Trials and tribulations seem to clump together. Rather like a large boulder in the middle of a merrily chirping stream. The water still rushes past, swirling around that stone for a few moments before gurgling merrily along. This is the same with life. Our lives are that water, and the tests the boulder. Life will continue on at some point. We may be a little bruised and battered, but we go on.

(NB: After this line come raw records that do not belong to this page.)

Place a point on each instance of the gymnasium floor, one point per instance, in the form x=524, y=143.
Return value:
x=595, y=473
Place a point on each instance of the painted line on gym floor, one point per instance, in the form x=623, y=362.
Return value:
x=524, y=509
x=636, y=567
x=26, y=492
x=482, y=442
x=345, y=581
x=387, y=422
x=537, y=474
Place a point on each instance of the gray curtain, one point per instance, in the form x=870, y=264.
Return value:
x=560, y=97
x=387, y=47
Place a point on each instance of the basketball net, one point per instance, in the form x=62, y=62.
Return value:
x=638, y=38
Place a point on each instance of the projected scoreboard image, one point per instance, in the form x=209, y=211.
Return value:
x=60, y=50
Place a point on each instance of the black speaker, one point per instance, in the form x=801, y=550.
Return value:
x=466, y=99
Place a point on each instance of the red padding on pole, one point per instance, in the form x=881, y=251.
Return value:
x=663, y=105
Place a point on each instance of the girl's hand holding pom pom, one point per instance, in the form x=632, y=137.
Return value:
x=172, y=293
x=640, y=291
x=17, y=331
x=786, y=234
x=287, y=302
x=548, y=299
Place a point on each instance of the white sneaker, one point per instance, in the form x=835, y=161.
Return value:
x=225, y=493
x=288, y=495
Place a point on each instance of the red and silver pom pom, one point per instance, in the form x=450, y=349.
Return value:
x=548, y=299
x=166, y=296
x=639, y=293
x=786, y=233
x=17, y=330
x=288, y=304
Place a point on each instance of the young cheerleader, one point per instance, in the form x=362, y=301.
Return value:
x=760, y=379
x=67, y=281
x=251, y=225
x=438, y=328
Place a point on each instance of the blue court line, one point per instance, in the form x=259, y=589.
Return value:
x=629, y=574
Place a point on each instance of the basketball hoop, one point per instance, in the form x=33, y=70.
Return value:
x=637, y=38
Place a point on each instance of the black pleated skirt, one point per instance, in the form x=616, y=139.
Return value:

Please pray for our grandchildren if the thought passes through your mind. They have all been struggling with colds, although I don’t think any have had the flu. This past week, two of the sisters spent the night at the hospital due to RSV. They came home today. Now the youngest, just a little over a week old is at the hospital, and she will be there overnight for observation.
It is scary watching your child struggling with sickness. Even more so when it involves a hospital visit, or surgery. I have been there more times than I want to think about. It makes you want to snatch them away, to protect them, and take on all that they have to endure. After all, you are stronger, able to understand all that is happening. Their little bodies and minds aren’t able to take it all in. I hurt for those families that have had children diagnosed with cancer, and diseases that their little bodies have had to fight off. It takes a parent to the limits of where no parent ever wants to go.
I don’t fully understand why these kind of trials and tribulations are allowed in our lives. I really don’t want to face them. I want to be swept down that stream, gurgling merrily along as the blue sky smiles down at me.
That little stream rushes to the ocean, and is stronger in the end. So are we. And this too shall pass.